GPU Virtualization and Fractional GPU Allocation

Note

Objectives

  • From the GUI environment, the fGPU (fractional GPU) resource option can be dynamically given when creating a compute session
  • Check the allocated fGPU resource of a compute session from the GUI and make sure it is created with the amount requested
  • Open the web terminal app on the GUI and check the GPU is partially allocated at the container level by the nvidia-smi command

Backend.AI supports GPU virtualization technology which allows single physical GPU can be divided and shared by multiple users simultaneously. Therefore, if you want to execute a task that does not require much GPU computation capability, you can create a compute session by allocating a portion of the GPU. The amount of GPU resources that 1 fGPU actually allocates may vary from system to system depending on administrator settings.

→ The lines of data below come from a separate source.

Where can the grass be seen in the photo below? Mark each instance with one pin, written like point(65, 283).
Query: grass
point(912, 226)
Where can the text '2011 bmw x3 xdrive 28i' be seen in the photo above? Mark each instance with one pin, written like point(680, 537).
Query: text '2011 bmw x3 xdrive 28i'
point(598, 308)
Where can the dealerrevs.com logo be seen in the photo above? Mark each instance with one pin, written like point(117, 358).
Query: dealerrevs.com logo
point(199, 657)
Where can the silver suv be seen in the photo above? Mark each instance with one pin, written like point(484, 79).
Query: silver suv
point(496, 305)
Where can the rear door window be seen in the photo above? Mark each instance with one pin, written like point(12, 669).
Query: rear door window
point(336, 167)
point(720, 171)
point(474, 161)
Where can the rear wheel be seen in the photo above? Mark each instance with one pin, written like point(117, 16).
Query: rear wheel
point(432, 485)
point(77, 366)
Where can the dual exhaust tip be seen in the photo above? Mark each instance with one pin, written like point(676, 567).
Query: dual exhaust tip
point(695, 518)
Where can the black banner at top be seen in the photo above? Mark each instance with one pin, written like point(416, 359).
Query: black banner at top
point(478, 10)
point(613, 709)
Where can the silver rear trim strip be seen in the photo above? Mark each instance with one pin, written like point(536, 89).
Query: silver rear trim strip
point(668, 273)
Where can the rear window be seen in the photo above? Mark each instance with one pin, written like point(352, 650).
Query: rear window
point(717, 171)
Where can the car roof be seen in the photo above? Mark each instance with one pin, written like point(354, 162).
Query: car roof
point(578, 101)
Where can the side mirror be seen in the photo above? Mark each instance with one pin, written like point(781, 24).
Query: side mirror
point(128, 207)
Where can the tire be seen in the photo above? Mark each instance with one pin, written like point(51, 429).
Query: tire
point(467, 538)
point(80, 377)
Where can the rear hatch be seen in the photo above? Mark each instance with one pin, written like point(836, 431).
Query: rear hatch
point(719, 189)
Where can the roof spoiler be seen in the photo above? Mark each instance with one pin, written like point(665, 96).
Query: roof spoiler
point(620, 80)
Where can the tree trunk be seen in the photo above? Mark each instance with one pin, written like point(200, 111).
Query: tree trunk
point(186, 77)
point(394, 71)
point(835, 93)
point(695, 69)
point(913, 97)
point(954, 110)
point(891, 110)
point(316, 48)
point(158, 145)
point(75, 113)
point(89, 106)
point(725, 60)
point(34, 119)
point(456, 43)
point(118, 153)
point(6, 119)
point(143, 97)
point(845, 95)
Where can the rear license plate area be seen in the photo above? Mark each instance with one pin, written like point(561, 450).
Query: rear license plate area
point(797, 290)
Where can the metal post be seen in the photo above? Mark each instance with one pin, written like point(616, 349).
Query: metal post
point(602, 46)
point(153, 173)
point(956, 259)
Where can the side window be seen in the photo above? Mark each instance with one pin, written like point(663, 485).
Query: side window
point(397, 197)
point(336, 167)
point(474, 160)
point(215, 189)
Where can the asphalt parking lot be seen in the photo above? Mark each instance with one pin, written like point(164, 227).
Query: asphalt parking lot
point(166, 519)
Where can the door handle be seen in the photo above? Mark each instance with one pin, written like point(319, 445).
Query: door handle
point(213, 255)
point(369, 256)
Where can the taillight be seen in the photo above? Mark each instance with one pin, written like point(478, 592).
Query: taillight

For example, if the administrator has set one physical GPU to be divided into five pieces, 5 fGPU means 1 physical GPU, or 1 fGPU means 0.2 physical GPU. If you set 1 fGPU when creating a compute session, the session can utilize the streaming multiprocessor (SM) and GPU memory equivalent to 0.2 physical GPU.

In this section, we will create a compute session by allocating a portion of the GPU, and then check whether the GPU recognized inside the compute container is really corresponds to the partial physics GPU.

First, let’s check information such as the type of physical GPU installed in the host node and the amount of memory. The GPU node used in this guide is equipped with a GPU with 8 GB of memory as in the following figure. And through the administrator settings, 1 fGPU is set to an amount equivalent to 0.5 physical GPUs (or 1 physical GPU is 2 fGPU).

../_images/host_gpu.png

Now let’s go to the Sessions page and create a compute session by allocating 0.5 fGPUs as follows:

../_images/session_launch_dialog_with_gpu.png

In the Configuration column of the calculation session list, you can see that 0.5 fGPU is allocated.

../_images/session_list_with_gpu.png

Now, let’s connect directly to the inside of the container and check if the GPU memory (~2 GB) equivalent to 0.5 units is really allocated. Let’s bring up a web terminal. When the terminal comes up, run the nvidia-smi command. As you can see in the following figure, you can see that about 2 GB of GPU memory is allocated. This is not possible by a way like PCI passthrough, showing that the physical GPU is actually divided into quarters and allocated inside the container for this compute session.

../_images/nvidia_smi_inside_container.png

Let’s open up a Jupyter Notebook and run a simple ML training code.

../_images/mnist_train.png

While training is in progress, connect to the shell of the GPU host node and execute the nvidia-smi command. You can see that there is one GPU attached process, and this process is occupying about 25% of the resources of the physical GPU. (GPU occupancy can vary greatly depending on training code and GPU model)

../_images/host_nvidia_smi.png

Alternatively, you can run the nvidia-smi command from the web terminal you left earlier to query the GPU usage history recognized inside the container.